Charles Ray
Charles Ray

Reputation: 480

Converting from LPCWSTR to LPCSTR

I'm having trouble trying to cast a LPCWSTR to an LPCSTR.

Some Background

I am programming a VC++ 2010 application, and have already run into the situation where I had to convert from type System::String^ to std::string. I used this code to do so:

private: std::string toss(System::String^ s)
    {
        msclr::interop::marshal_context context;
        return context.marshal_as<std::string>(s);
    }

Doing so, I thought I would solve all my problems. I was wrong. From this, I need to cast a std::string as an LPCSTR, to use with some Windows API.

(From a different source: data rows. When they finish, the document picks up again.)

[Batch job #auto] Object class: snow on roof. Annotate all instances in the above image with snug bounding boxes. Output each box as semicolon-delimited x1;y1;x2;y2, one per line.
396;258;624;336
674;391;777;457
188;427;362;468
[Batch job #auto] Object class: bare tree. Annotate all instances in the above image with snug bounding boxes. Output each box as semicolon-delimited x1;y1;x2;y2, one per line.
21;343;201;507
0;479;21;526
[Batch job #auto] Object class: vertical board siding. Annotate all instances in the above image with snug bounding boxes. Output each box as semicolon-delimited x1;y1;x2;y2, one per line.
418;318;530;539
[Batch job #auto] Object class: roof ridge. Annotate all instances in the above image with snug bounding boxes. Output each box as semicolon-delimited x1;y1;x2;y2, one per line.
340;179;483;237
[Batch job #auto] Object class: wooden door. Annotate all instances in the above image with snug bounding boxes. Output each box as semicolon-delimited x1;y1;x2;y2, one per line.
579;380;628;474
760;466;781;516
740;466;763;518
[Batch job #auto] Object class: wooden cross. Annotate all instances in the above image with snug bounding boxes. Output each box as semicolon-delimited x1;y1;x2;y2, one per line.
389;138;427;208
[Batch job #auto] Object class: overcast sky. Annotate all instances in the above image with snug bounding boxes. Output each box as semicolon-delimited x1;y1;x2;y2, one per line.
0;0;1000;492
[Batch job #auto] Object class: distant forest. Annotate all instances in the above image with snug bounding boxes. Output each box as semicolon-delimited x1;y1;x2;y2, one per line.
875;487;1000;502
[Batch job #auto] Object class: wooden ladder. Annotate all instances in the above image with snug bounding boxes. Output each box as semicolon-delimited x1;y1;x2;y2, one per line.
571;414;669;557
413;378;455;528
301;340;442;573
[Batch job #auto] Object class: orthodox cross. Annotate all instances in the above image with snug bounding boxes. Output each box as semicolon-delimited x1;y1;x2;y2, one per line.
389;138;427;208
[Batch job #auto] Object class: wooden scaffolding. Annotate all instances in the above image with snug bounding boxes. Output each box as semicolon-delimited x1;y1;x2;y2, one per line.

After reading some of the existing questions on SO, I feel like I am stuck. I was told to use:

LPCSTR str = existingstr.c_str();

When I use this, however, I am given the error: Cannot convert from LPCWSTR to LPCSTR

Does anyone have a better idea of what I should do in this specific case, or how I can convert from LPCWSTR to LPCSTR?

Thanks in advance.

Upvotes: 2

Views: 17881

Answers (4)

Inverse
Inverse

Reputation: 4476

It looks like you're using MFC based on the LPCSTR keyword. MFC provides a couple conversion macro/functions:

http://msdn.microsoft.com/en-us/library/87zae4a3%28v=vs.80%29.aspx

CA2W(s): converts an ascii string to wide string, e.g. CStringA -> CStringW

CW2A(s): converts an wide string to ascii string, e.g. CStringW -> CStringA

and there are others.

Upvotes: 1

sean e
sean e

Reputation: 11935

Given that existingstr.c_str() is causing the Cannot convert from LPCWSTR to LPCSTR you must be compiling with UNICODE defined. Use LPCWSTR instead of LPCSTR for the param that you'll pass to the Win API:

LPCWSTR str = existingstr.c_str();

At any rate, CString has some nice conversion ctors:

CStringA strA(existingstr.c_str());

You can pass strA to anything that wants an LPCSTR.

Upvotes: 2

AJ S.
AJ S.

Reputation: 400

I use the following two routines when converting back and forth between wchar and char-based strings:

include <string>      // std::string, std::wstring
include <algorithm>   // std::copy  

std::wstring StringToWString(const std::string& s)  
{  
    std::wstring temp(s.length(),L' ');  
    std::copy(s.begin(), s.end(), temp.begin());  
    return temp;  
}  


std::string WStringToString(const std::wstring& s)  
{  
    std::string temp(s.length(), ' ');  
    std::copy(s.begin(), s.end(), temp.begin());  
    return temp;  
}  

You can now solve your problem by the following assuming 'existingstr' is a wide-char string:

std::string narrow_str(WStringToString(existingstr));  

LPCSTR win_str = narrow_str.c_str();  

You can go the other way just as easily given some 'narrowstr':

std::wstring wide_str(StringToWString(narrowstr));  

LPWCSTR win_wstr = wide_str.c_str();  

Clearly, this is not efficient as you are both allocating a local and then copying it back through the stack (I mitigate that a bit by using the constructor initialization instead of an assignment...some compilers optimize away the extra copy that way).

If possible, it would be better to work with the appropriate version of the Windows API by using the UNICODE macro (see http://msdn.microsoft.com/en-us/library/ff381407%28v=vs.85%29.aspx - Working With Strings (Windows)).

However, assuming that is not possible for compatibility reasons, it does give you some insight as to what needs to happen.

Upvotes: 5

user530189
user530189

Reputation:

Edit: completely misread the question so disregard my earlier answer, sorry. If you need to later pass this string into a Windows API, do you have a reason for using std::string and not std::wstring?

Additional edit: there's some confusion on my part here. What is the type of existingstr and what is the signature of the Windows API function you're calling? I think that would help clear things up. If existingstr is std::string, then .cstr() is compatible with LPCSTR (i.e. char const*). If existingstr is std::wstring, it is not. Is the API taking LPCSTR or LPCWSTR?

You could use this instead:

private: std::wstring toss(System::String^ s)
{
   std::wstring result;
   {
       pin_ptr<wchar_t const> ptr = PtrToStringChars(s);
       result = ptr;
   }
   return result;
}

.c_str() on a std::wstring would result in a wchar_t const* (i.e. a LPCWSTR).